Ils soutiennent qu’il résulte de cette faute l’ayant privée du taux initialement accordé, pour la SCI MONDESIR SANTE, un préjudice économique correspondant à la différence du coût que représente un crédit au taux de 0,70% avec celui au taux de 1,64%. Ils ajoutent que cette faute occasionne pour messieurs [W] et [C] un préjudice moral constitué par les inquiétudes et contrariétés subies en ce qu’ils ont œuvré, des mois durant pour finaliser leur projet sur la base des conditions financières initiales jamais démenties pour se voir finalement contraint d’accepter des conditions plus défavorables, la confiance en leur conseiller s’en étant trouvée bafouée.
En réponse à la demande indemnitaire formée par la SA BANQUE POSTALE pour procédure abusive et dilatoire, la SCI MONDESIR SANTE, messieurs [W] et [C] font valoir que celle-ci, ne fonde pas en droit sa demande, et ne démontre aucun abus de droit dans leur action, celle-ci ne pouvant valablement soutenir avoir respecté son obligation de loyauté dans la négociation précontractuelle au regard des éléments précédemment développés, le fait qu’ils aient finalement pu réitérer la vente le 12 janvier 2023 n’enlevant rien au comportement fautif de la banque lors de la souscription du prêt. Ils ajoutent que s’ils avaient indiqué qu’ils ne formeraient aucun recours, ce n’est que sur demande impérative de leur établissement bancaire formulée le 26 décembre 2022, 17 jours avant la date prévue de réitération de la vente, sous menace d’un refus de régularisation de l’offre de prêt.

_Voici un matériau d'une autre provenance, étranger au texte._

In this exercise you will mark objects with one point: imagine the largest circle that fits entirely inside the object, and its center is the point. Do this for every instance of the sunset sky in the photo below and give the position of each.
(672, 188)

Dans ses dernières conclusions notifiées par voie électronique le 26 février 2025, la SA BANQUE POSTALE demande au tribunal de :
débouter la SCI MONDESIR SANTE, monsieur [V] [W] et monsieur [J] [C] de leurs demandes,condamner la SCI MONDESIR SANTE, monsieur [V] [W] et monsieur [J] [C] à lui payer la somme de 5.000 euros à titre de dommages et intérêts,condamner la SCI MONDESIR SANTE, monsieur [V] [W] et monsieur [J] [C] au paiement des dépens et à lui payer la somme de 3.000 euros sur le fondement de l’article 700 du code de procédure civile.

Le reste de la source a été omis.